The stories could not be more different. One revealed that United Nations peacekeepers had been accused of thousands of instances of sexual abuse over 12 years. The other recounted the last hours of a doomed freighter and its crew, as they sailed into a hurricane.

But both of these AP stories – by Paisley Dodds and Jason Dearen, respectively – drew extraordinary notice, captivating readers in a busy news week. And in a departure from usual practice, the two contrasting stories, a hard-hitting investigation and a powerful narrative, are being recognized as co-winners of the Beat of the Week.

In the aftermath of allegations of sexual misdeeds against United Nations peacekeepers in the Central Africa Republic and Congo, the AP decided to quantify what had been going on. How many cases were pending? What kind of data was available?

Dodds built a database with all the information at hand, amounting eventually to nearly 2,000 allegations of abuse.

Dodds, a London-based investigative reporter, set out to collect the facts. After reviewing reports going back 12 years, she built a database with all the information at hand, which amounted, eventually, to nearly 2,000 allegations of abuse against peacekeepers and other U.N. personnel.

Dodds pored over the data with AP colleagues Krista Larson in Africa and Katy Daigle in India. While others traveled to Congo and Sri Lanka to investigate further, Dodds set off for Haiti. There, she developed sources who pointed to evidence that the U.N. peacekeeper system is in crisis. One source slipped her a report on a sex ring that victimized children as young as 12. While 134 peacekeepers were identified as participating in the ring over three years, none was ever jailed.

Newspapers around the world ran the story on front pages with photos by Dieu Nalio Chery. It was a top story on AP Mobile. On Twitter, one post praising the all-formats piece was shared 3,000 times.

And the next day, during a U.N. Security Council vote on whether to shut the Haiti peacekeeping mission, U.S. Ambassador Nikki Haley mentioned Dodds by name, quoting at length from the story. She said countries must be held accountable or barred from peacekeeping duty.

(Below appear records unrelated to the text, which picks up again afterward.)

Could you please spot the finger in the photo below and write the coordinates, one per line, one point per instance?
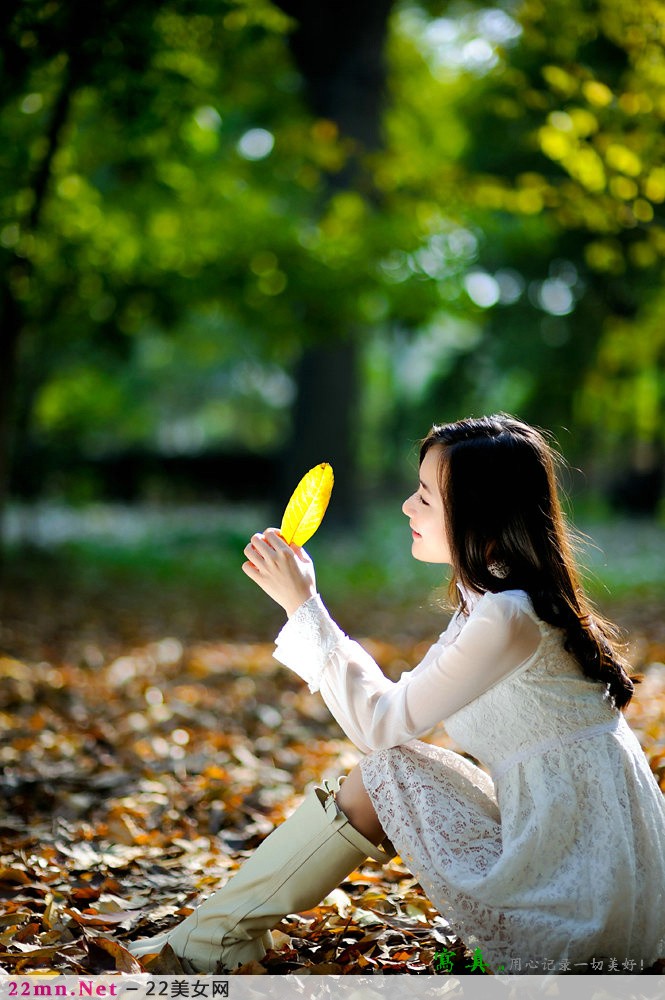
(252, 551)
(277, 541)
(301, 553)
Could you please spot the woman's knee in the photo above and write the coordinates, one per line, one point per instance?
(354, 801)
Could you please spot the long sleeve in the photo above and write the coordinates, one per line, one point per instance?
(374, 712)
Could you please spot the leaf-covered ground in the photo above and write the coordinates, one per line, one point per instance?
(149, 745)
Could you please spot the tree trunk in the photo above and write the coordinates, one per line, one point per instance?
(338, 47)
(15, 270)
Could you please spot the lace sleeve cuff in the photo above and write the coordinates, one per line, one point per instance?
(307, 640)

"What do we say to these kids? Did these peacekeepers keep them safe?" she asked.

The gripping, intimately-told story of the freighter El Faro’s sinking, meanwhile, came of Dearen’s dedicated coverage of U.S. Coast Guard hearings into the 2015 disaster. All 33 crew members died in what was the worst maritime calamity involving a U.S.-flagged vessel since 1983.

Dearen, AP’s Gainesville, Florida, correspondent, monitored the hearings for weeks, filing spot stories. But he saved material for a longer piece. He read through nearly 10,000 pages in the National Transportation Safety Board investigative docket, and built relationships with relatives of El Faro crew members.

The motherlode was the transcript of the crew’s conversations, which were recorded by the ship’s black box ... right up to the last recorded words of the captain to a terrified crewman.

The motherlode of material, though, was the transcript of the crew’s conversations, which were recorded by the ship’s black box. Dearen used clues in the transcript, interviews with relatives and information from testimony and documents to flesh out the drama of the El Faro’s last hours, right up to the last recorded words of the captain to a terrified crew member.

"IT'S TIME TO COME THIS WAY!" he shouted, as El Faro slipped beneath the sea.

The mainbar appeared on the front pages of the Miami Herald and dozens of other papers. Sidebars on the investigators and the widow of a crewmember and her quest to improve maritime safety drew many readers to the main story. For days, the tale of the El Faro was the most engaged story on the AP Mobile app, grabbing readers’ attention for an unheard-of average of more than four minutes. Forty percent of readers read all 4,000 words.

Angela Fritz of The Washington Post’s Weather Gang was transfixed. The world knows just what happened to the El Faro and its lost crew, she wrote, “thanks to a must-read story from the Associated Press’s Jason Dearen.”

For two unforgettable and powerful stories – delivered only by the AP – Dearen and Dodds each win $500 prizes.